If you haven’t been living under a rock for the past year and a half, you would know that Intermittent Fasting (IF) is the hottest “dieting” method across the health and fitness industry right now. IF is said to aid with digestion, weight loss, energy and potentially extend one’s longevity.
So, what is Intermittent Fasting and why all the hype? To put it simply, intermittent fasting (IF) isn’t actually a diet at all, but rather it is a style of eating where one will go through phases of eating and fasting during the day or week. Diets will generally tell you what or how much food you can eat, IF on the other hand, is an eating pattern where you follow various time frameworks as to when you can consume your food intake.
There are different intermittent fasting methods, such as the 5:2, the OMAD method and many more, essentially, all of the methods split the day or week into periods of eating and fasting. The most popular technique and the one with all the hype in the fitness industry is the 16:8 fasting method.
The 16:8 method involves fasting every day for 16 hours and restricting your daily eating window to 8 hours. In your 8 hour “feasting” window you are able to consume which ever foods you like and how often you like. Intuitive eaters, or people who don’t eat breakfast tend to do this instinctively as you are essentially just skipping breakfast using this method. To give you an example, say you finish your last meal at 7 p.m., you wouldn’t consume your first meal until 11am the next day.
What are the benefits?
Now we know just what IF is, why are people doing it?
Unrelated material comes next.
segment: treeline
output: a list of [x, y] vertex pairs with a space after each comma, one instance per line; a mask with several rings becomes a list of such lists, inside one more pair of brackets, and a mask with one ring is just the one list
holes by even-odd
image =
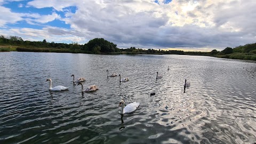
[[[44, 52], [71, 52], [95, 54], [190, 54], [190, 55], [214, 55], [215, 50], [211, 52], [184, 52], [179, 50], [164, 51], [154, 49], [143, 50], [131, 47], [127, 49], [118, 49], [116, 44], [109, 42], [103, 38], [94, 38], [87, 44], [79, 45], [77, 43], [71, 44], [48, 43], [45, 39], [41, 41], [24, 41], [18, 36], [0, 36], [0, 44], [15, 45], [18, 46], [18, 51]], [[6, 51], [6, 49], [3, 51]]]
Intermittent fasting is said to have some incredible benefits, the most popular being its ability to aid in fat loss. Naturally, when something gets marketed as being able to help a person lose weight, it becomes a draw card. The way fasting can potentially aid weight loss is by creating a calorie deficit. By skipping a meal, your food consumption will generally (if you aren’t tracking), will become lower. Less food consumption can create a calorie deficit. Simply put, if calories in are less than calories out, your body will burn fat to compensate. IF can also aid in digestion and the reduction of bloating.
In addition to weight loss, IF can be an amazing tool of convivence for those who live busy lifestyles. By reducing meal frequency, there is less need to purchase, prepare and eat food.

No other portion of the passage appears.